Federal Reserve Bank of Dallas President Robert Kaplan said bitcoin is a “store of value” that’s not yet ready for wider adoption as a medium of exchange.
Kaplan, a former Goldman Sachs and Harvard Business School professor, made the remarks Friday at a bitcoin conference hosted by Texas A&M University’s Mays Business School. He served on the Federal Reserve’s monetary-policy committee, the Federal Open Market Committee, before rotating off at the end of 2020.
“Right now it’s clear it’s a store of value,” Kaplan said of the largest cryptocurrency. “It obviously moves a lot in value, which could keep it from spreading too far as a medium of exchange and wide adoption, but that can change.”
Lately, that movement has been up, in dollar terms. The price of bitcoin (BTC) has increased eightfold over the past year, to about $61,400 as of press time, for a market capitalization of about $1.1 trillion.

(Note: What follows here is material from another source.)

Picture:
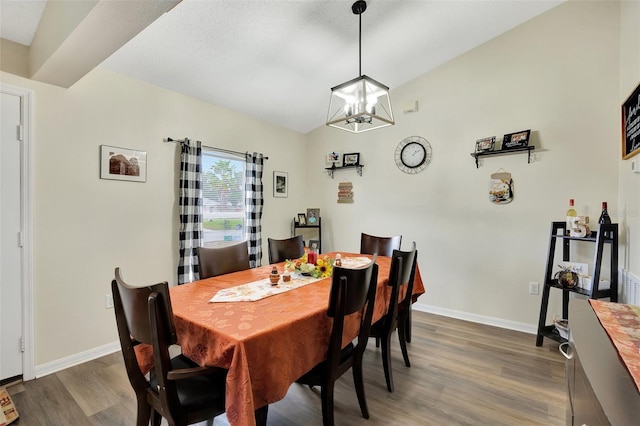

A growing number of big investors, including legendary hedge fund managers Paul Tudor Jones and Stanley Druckenmiller, have said bitcoin might serve as an effective hedge against inflation in the face of trillions of dollars of coronavirus-related monetary stimulus by the Federal Reserve.
An alternative perspective would be that the U.S. dollar has lost nearly 90% of its value, when expressed in bitcoin terms.